As the ANOVA test is significant, we can compute **Tukey HSD** (Tukey Honest Significant Differences, R function: **TukeyHSD**()) for performing multiple pairwise-comparison between the means of groups.

The function **TukeyHD**() takes the fitted ANOVA as an argument.

`TukeyHSD(res.aov)`

```
Tukey multiple comparisons of means
95% family-wise confidence level
Fit: aov(formula = weight ~ group, data = my_data)
$group
diff lwr upr p adj
trt1-ctrl -0.371 -1.0622161 0.3202161 0.3908711
trt2-ctrl 0.494 -0.1972161 1.1852161 0.1979960
trt2-trt1 0.865 0.1737839 1.5562161 0.0120064
```

**diff**: difference between means of the two groups**lwr**,**upr**: the lower and the upper end point of the confidence interval at 95% (default)**p adj**: p-value after adjustment for the multiple comparisons.

It can be seen from the output, that only the difference between trt2 and trt1 is significant with an adjusted p-value of 0.012.

### Multiple comparisons using multcomp package

It’s possible to use the function **glht**() [in **multcomp** package] to perform multiple comparison procedures for an ANOVA. **glht** stands for general linear hypothesis tests.
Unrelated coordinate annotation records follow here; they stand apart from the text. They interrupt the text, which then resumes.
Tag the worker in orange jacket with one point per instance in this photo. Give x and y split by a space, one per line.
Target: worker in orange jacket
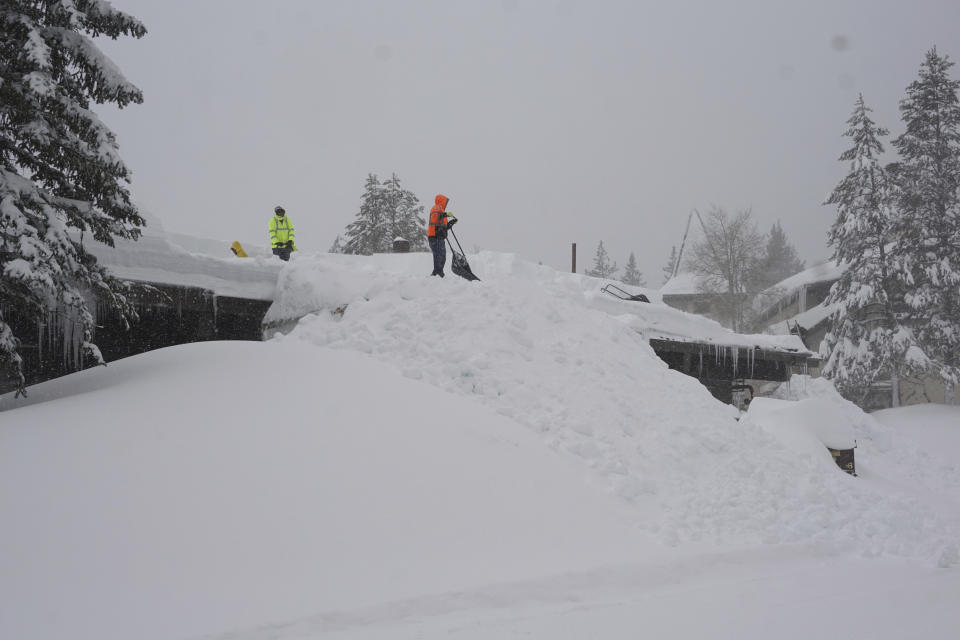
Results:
440 221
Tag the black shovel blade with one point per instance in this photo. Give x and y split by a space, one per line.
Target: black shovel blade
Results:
460 267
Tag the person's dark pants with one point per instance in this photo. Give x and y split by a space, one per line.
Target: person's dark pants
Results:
439 249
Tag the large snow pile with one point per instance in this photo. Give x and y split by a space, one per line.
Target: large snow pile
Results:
200 487
551 352
416 468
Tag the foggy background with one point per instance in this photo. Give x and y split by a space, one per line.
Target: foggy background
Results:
545 122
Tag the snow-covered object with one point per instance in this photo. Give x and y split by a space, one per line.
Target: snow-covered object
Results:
826 271
813 421
177 259
326 281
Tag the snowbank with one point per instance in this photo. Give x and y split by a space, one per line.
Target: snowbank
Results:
550 351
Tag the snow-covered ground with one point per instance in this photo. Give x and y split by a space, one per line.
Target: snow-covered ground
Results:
494 459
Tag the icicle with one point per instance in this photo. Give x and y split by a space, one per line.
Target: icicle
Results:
215 323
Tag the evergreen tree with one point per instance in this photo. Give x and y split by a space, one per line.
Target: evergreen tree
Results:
928 228
780 259
671 265
866 341
61 176
405 215
602 267
727 261
631 274
369 233
387 211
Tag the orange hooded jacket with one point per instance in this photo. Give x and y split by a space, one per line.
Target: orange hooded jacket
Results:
438 216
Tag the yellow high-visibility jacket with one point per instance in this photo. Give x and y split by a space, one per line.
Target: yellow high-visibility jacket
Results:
281 231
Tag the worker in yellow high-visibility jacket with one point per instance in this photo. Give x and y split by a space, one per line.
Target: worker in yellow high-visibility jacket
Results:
281 234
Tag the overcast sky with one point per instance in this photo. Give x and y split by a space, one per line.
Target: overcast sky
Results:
546 122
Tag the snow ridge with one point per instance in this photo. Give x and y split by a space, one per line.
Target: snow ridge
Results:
544 349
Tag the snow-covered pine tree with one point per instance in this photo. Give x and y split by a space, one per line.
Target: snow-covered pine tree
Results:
602 267
671 264
405 213
928 228
867 342
780 259
61 175
631 273
369 232
387 211
727 261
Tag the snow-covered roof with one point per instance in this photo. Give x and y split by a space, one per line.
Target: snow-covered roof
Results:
823 272
313 282
178 259
327 281
807 320
684 283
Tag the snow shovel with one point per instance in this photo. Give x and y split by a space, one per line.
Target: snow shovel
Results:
459 263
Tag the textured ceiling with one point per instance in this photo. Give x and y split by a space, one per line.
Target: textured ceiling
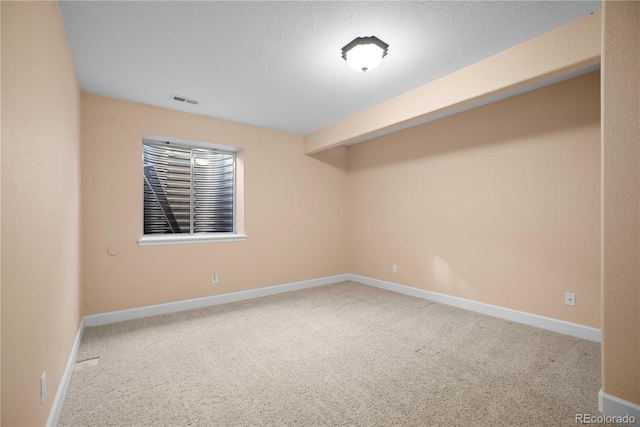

The simplified format is as follow:

`glht(model, lincft)`

**model**: a fitted model, for example an object returned by**aov**().**lincft**(): a specification of the linear hypotheses to be tested. Multiple comparisons in ANOVA models are specified by objects returned from the function**mcp**().

Use glht() to perform multiple pairwise-comparisons for a one-way ANOVA:

```
library(multcomp)
summary(glht(res.aov, linfct = mcp(group = "Tukey")))
```

```
Simultaneous Tests for General Linear Hypotheses
Multiple Comparisons of Means: Tukey Contrasts
Fit: aov(formula = weight ~ group, data = my_data)
Linear Hypotheses:
Estimate Std. Error t value Pr(>|t|)
trt1 - ctrl == 0 -0.3710 0.2788 -1.331 0.391
trt2 - ctrl == 0 0.4940 0.2788 1.772 0.198
trt2 - trt1 == 0 0.8650 0.2788 3.103 0.012 *
---
Signif. codes: 0 '***' 0.001 '**' 0.01 '*' 0.05 '.' 0.1 ' ' 1
(Adjusted p values reported -- single-step method)
```

### Pairewise t-test

The function **pairewise.t.test**() can be also used to calculate pairwise comparisons between group levels with corrections for multiple testing.

```
pairwise.t.test(my_data$weight, my_data$group,
p.adjust.method = "BH")
```

```
Pairwise comparisons using t tests with pooled SD
data: my_data$weight and my_data$group
ctrl trt1
trt1 0.194 -
trt2 0.132 0.013
P value adjustment method: BH
```

The result is a table of p-values for the pairwise comparisons. Here, the p-values have been adjusted by the Benjamini-Hochberg method.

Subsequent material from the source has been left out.